Limitations and Conclusions
While we executed a survey experiment with a large sample size, offering a high degree of interval validity, this study also has some limitations. Although we were seeking high interval validity as the key methodological goal, the study lacks external validity for the rest of the United States. First, while our distribution list was a comprehensive list of heads of household across the state of South Carolina, if an address or email address could not be verified, they were excluded from the sampling frame. Due to this and the low response rate, we are therefore cautious in making representative claims. Second, there were three other experiments embedded within the survey that respondents answered, which may potentially influence respondents’ answers in the GDT experiment. However, these topics were not related to police technology, and we randomized the order of experiments that respondents received, which aids in addressing carryover effects. Third, while message framing about strategy effectiveness improved support of these strategies, not all community members engage with police messaging (e.g., social media) and may form opinions through other mechanisms. Fourth, while these messages update respondents’ priors, assessing the long-term impact is worth further exploration. The heterogeneity tests, particularly among crime victims, had a small sample size, being that only 219 of our respondents were crime victims in the past 12 months. Therefore, future research should seek to understand how various policing strategies are received by recent crime victims to better assess the response by police. While we could not experiment on each intricate factor affecting public approval of these strategies, researchers should consider other variations of our treatments that may affect public (dis)approval of these strategies. As an emerging tool adopted by law enforcement agencies, GDT is becoming a prominent policing strategy across American policing. As the core recipients of this tool, researchers should continue to unravel the intricacies that impact public approval of this technology, which is vital to its effectiveness. As the first known experimental study to assess public support for GDT and as the public becomes increasingly aware of its use, agencies should be transparent and communicative with the benefits and potential drawbacks of its use.
Footnotes
Appendix
Heterogeneity Tests of Treatments Across Crime Victims Respondents.

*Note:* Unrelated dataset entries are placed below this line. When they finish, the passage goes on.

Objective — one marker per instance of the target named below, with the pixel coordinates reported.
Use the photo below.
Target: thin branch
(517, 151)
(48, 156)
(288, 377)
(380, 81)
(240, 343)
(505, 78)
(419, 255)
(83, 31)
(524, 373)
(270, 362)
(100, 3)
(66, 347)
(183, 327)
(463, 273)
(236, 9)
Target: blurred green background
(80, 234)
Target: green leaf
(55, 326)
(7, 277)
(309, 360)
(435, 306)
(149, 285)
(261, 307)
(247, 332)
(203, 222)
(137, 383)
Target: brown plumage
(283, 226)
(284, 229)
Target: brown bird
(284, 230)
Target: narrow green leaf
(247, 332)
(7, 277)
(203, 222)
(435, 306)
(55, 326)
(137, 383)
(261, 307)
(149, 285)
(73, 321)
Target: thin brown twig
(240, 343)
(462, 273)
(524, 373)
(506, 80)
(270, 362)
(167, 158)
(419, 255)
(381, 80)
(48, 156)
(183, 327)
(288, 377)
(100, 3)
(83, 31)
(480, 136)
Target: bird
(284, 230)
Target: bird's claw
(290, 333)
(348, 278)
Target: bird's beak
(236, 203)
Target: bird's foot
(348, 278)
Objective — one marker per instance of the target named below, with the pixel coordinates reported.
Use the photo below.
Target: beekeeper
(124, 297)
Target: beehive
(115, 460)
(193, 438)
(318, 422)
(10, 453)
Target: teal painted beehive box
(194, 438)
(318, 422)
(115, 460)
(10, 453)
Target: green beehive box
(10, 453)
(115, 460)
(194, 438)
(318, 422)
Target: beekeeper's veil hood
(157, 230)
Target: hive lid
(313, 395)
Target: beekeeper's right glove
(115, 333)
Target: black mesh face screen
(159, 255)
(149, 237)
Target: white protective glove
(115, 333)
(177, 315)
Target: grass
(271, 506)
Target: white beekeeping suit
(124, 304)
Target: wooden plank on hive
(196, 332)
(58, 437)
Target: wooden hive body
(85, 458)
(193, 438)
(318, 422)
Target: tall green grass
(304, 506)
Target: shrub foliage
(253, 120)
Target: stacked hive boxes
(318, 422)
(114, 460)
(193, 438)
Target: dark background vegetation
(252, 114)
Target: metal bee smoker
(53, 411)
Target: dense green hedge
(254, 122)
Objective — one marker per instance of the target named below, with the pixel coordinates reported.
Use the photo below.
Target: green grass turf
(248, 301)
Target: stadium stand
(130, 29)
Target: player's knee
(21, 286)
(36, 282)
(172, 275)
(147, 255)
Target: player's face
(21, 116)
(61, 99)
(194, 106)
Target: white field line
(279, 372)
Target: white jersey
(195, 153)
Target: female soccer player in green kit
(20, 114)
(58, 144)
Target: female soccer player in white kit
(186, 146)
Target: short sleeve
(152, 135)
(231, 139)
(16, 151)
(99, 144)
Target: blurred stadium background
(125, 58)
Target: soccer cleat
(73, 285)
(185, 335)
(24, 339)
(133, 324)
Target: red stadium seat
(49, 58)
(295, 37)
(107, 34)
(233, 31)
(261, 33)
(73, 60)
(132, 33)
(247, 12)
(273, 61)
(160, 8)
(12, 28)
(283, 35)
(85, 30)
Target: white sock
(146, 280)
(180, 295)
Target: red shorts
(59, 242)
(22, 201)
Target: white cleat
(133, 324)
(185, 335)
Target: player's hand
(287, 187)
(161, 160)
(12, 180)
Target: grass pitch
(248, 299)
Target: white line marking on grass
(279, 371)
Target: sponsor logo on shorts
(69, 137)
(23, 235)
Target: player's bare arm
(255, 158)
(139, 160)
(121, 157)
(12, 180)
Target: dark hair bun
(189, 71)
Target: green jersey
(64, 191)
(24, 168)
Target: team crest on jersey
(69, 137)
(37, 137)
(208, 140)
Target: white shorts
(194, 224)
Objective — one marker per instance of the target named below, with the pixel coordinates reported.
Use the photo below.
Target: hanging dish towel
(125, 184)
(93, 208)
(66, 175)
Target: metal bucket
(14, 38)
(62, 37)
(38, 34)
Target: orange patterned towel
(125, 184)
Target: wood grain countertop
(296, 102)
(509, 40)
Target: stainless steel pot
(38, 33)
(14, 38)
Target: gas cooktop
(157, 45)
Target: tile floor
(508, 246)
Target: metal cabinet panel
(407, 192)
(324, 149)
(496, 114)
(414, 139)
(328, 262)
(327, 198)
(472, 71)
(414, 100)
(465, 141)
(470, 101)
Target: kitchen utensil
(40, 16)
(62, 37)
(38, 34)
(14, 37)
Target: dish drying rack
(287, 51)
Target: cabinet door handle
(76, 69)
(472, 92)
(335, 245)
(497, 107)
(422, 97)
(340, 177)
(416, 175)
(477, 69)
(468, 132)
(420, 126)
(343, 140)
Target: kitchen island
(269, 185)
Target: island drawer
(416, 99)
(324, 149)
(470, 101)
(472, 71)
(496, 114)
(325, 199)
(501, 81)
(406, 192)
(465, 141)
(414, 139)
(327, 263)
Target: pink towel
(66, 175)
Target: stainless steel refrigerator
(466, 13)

| Treatments | AME | S.E. | p | C.I. |
|---|---|---|---|---|
| GDT effectiveness | 0.084 | 0.080 | .294 | [−0.073, 0.241] |
| GDT stigma | 0.086 | 0.081 | .288 | [−0.073, 0.244] |
| Control | 0.071 | 0.081 | .382 | [−0.088, 0.230] |
Note. Non-crime victims in the past 12 months serves as reference category. Covariates were included in model but not presented to conserve space. AME = average marginal effects; S.E. = robust standard errors; p = p-value; C.I. = 95% confidence intervals.
Declaration of Conflicting Interests
The authors declared no potential conflicts of interest with respect to the research, authorship, and/or publication of this article.
Funding
The authors received no financial support for the research, authorship, and/or publication of this article.